Nadi NAH-dee (Balinese) v. Rheingold again: “To temporarily inhabit another dimension. … If you know a thinker or an artist or an ‘absentminded professor’ who seems to be ‘in another world’ part of the time, don’t insult or disturb the entranced one: He or she may simply be in nadi.” I’m in nadi a lot; my mom used to complain that I was “always off in my own little world”. (How would I be in someone else’s little world?)

Ohrwurm OAR-vurm (German) n. Literally an earwig insect, refers figuratively to that song that gets stuck in your head, or a musical meme infecting a population that becomes a pop hit. I use the term “orhwurm obsession” to refer to that tune I put on repeat in my music player to fill my mental background and help me concentrate. Ohrwurm obsessions can last for days or weeks and then suddenly the song is tiresome and I must find a new one, and feel adrift until I have found one that fits.

Papierkrieg pah-PEER-kreeg (German) n. The annoyingly complicated bureaucratic paperwork required for making a complaint/ return/ insurance claim/ protesting a ticket/ petitioning for services, et cetera ad nauseam. Rheingold eloquently explains, “Papierkrieg is more deliberate than red tape. Bureaucracies produce red tape the way sawmills produce sawdust or cattle produce manure, as a natural and unwitting byproduct that has to be disposed of or waded through. Papierkrieg is a consciously created obstacle.”

Schlimmbesserung shlimm-BESS-air-ung (German) n. When “new and improved” isn’t: another one of those so-called “improvements” that really just make life more difficult and complicated; the bane of latent luddites everywhere.

Tartle TAR-tl (Scottish) v. To hesitate or be slow when recognising a person or thing. Those of us who are faceblind tartle a LOT.

10 Comments

  1. Anonymous said,

    8 February 2010 at 20:37

    Here’s another fun concept: Concorde Syndrome. This refers to the fact that the driver of a vehicle is the one least bothered by the noise made by the vehicle. The name is derived from the now-retired Concorde double-sonic airliner, one of the loudest vehicles ever made. If you were to take off from O’Hare Field piloting one, you wouldn’t be bothered by the noise but you could wake up whole suburbs!

  2. 15 October 2009 at 23:34

    […] What’s your least favorite Ohrwurm?  (song that gets stuck in your […]

  3. 9 August 2008 at 5:08

    […] ahead for a script to use sometime again soon, because like many people I suffer terribly from l’Esprit de l’escalier, and can never think of the bon mot or good retort or thought-provoking reply until the moment has […]

  4. 12 April 2008 at 0:51

    Meillä on tommosii yhdys-sanoja suomen kielessä, niin kuin valkosipuli.
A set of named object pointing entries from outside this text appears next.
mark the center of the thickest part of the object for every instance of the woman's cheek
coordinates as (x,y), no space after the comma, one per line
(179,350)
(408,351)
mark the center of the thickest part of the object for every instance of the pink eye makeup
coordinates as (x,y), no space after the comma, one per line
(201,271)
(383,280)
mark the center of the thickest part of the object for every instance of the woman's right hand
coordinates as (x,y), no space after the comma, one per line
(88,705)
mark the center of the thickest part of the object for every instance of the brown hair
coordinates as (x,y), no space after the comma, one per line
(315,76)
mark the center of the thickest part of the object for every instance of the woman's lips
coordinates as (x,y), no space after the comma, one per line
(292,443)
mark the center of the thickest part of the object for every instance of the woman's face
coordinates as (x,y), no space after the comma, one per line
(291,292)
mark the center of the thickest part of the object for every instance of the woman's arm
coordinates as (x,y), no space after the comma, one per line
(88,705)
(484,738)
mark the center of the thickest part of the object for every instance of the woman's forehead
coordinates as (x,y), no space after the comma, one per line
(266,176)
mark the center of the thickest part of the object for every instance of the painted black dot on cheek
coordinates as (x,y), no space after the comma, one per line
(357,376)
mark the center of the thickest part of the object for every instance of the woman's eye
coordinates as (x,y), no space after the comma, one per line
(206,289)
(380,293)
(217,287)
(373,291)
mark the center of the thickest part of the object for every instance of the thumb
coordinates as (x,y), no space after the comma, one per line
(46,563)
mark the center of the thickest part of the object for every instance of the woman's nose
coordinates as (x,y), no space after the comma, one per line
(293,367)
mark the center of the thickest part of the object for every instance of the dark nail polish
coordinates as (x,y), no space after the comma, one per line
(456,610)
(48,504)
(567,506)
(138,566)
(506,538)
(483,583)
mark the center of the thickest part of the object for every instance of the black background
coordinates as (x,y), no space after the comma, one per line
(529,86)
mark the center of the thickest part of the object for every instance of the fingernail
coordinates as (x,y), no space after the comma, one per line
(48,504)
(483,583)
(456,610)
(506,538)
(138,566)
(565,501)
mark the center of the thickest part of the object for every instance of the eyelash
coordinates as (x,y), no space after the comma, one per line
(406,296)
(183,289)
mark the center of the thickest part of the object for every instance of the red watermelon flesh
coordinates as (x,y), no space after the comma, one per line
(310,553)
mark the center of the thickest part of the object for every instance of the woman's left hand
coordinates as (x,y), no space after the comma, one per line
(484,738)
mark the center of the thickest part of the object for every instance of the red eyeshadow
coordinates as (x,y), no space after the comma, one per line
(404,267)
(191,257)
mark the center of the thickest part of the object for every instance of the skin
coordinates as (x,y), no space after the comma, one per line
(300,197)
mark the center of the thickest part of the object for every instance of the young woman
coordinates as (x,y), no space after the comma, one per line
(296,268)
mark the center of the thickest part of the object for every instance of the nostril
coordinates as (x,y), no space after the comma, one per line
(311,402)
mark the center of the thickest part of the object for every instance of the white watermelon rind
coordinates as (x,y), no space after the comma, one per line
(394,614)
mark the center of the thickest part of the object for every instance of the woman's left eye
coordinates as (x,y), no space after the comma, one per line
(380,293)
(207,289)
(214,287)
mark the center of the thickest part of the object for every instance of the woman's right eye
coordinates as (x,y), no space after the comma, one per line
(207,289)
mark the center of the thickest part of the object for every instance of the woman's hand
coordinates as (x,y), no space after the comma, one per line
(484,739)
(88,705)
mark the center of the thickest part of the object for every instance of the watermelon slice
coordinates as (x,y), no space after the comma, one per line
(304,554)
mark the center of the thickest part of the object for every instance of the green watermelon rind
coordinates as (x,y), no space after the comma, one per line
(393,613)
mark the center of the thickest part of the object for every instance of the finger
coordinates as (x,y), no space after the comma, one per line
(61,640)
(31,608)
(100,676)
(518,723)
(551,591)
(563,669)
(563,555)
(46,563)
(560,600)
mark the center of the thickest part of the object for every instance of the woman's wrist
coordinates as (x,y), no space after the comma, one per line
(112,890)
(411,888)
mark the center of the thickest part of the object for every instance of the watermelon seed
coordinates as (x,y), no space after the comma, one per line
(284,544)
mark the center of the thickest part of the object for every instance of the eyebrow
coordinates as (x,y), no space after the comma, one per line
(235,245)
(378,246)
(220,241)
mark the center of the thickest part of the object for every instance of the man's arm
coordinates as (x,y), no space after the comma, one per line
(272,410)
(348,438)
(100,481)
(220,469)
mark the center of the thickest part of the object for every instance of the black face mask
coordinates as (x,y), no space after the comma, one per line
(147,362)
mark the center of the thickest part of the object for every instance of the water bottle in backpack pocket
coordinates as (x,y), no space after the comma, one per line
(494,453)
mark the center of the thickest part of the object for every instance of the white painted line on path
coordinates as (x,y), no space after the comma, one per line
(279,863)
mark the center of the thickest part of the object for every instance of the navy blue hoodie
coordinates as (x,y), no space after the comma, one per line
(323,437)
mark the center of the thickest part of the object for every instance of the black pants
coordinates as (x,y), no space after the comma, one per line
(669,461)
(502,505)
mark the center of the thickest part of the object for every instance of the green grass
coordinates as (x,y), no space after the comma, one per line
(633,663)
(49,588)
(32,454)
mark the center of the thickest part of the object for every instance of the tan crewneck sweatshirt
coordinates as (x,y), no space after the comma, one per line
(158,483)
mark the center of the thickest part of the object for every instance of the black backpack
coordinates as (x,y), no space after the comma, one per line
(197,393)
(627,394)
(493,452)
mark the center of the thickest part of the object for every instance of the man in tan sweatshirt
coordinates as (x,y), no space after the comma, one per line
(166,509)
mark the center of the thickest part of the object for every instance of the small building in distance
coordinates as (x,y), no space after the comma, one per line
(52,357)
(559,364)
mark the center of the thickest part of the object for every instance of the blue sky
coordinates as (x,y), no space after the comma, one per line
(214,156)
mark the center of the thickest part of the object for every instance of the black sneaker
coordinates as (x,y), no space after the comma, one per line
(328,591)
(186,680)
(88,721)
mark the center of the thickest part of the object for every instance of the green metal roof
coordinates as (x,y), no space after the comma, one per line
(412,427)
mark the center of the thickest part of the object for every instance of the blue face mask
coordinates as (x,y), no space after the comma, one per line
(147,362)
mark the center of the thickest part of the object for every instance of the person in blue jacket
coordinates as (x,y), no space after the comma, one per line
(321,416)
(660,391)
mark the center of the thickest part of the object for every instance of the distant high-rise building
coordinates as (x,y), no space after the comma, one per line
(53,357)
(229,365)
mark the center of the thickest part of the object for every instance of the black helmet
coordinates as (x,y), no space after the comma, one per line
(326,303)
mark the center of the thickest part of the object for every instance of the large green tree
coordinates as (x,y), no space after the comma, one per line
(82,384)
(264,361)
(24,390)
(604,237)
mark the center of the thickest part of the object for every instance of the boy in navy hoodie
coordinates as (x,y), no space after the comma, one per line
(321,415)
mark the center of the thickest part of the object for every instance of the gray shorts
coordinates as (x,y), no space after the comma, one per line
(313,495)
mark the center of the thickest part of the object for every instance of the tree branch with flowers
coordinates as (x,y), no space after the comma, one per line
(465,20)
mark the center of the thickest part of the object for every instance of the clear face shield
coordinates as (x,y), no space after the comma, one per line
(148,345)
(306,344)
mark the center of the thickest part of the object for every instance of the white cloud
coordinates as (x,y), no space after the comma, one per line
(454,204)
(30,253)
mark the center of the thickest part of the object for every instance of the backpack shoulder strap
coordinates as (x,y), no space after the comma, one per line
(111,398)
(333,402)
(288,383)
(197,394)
    We have those sorts of compound words in Finnish language, like garlic.

  5. Suzanne said,

    6 August 2007 at 15:12

    I think my Mom needs this book as well. My Frau-Professorin hated when I strung words together. It just seems so natural auf Deutsch.

  6. Bev said,

    6 August 2007 at 2:45

    Compound? Yes, I think I’ve heard that one before…Perhaps I was in nardi for a moment or tartled in remembering.

  7. qw88nb88 said,

    6 August 2007 at 2:35

    Well Bev, in English the term is “compound word” (e.g. roadbed). The first chemists were German, which is why we have these incredibly long compound chemical names, like paradichlorobenzene (that’s the stuff in mothballs — another compound word).

  8. Bev said,

    6 August 2007 at 2:07

    You’ve sold a book! I love the way words are built in the German language. What’s the word for that, I wonder, stickingwordsyoualreadyhavetogether?

    • Katharina said,

      8 February 2011 at 12:28

      Ironically, German doesn’t have a word for compound words. It’s ‘zusammengesetzte Wörter’, which is, since it’s two words, obviously a waste of space between words (Wortzwischenraumverschwendung).

  9. Suzanne said,

    6 August 2007 at 1:43

    Bricoleur That’d be me. There were a Lot of them I did know I needed. thanks. One comments. heee heee.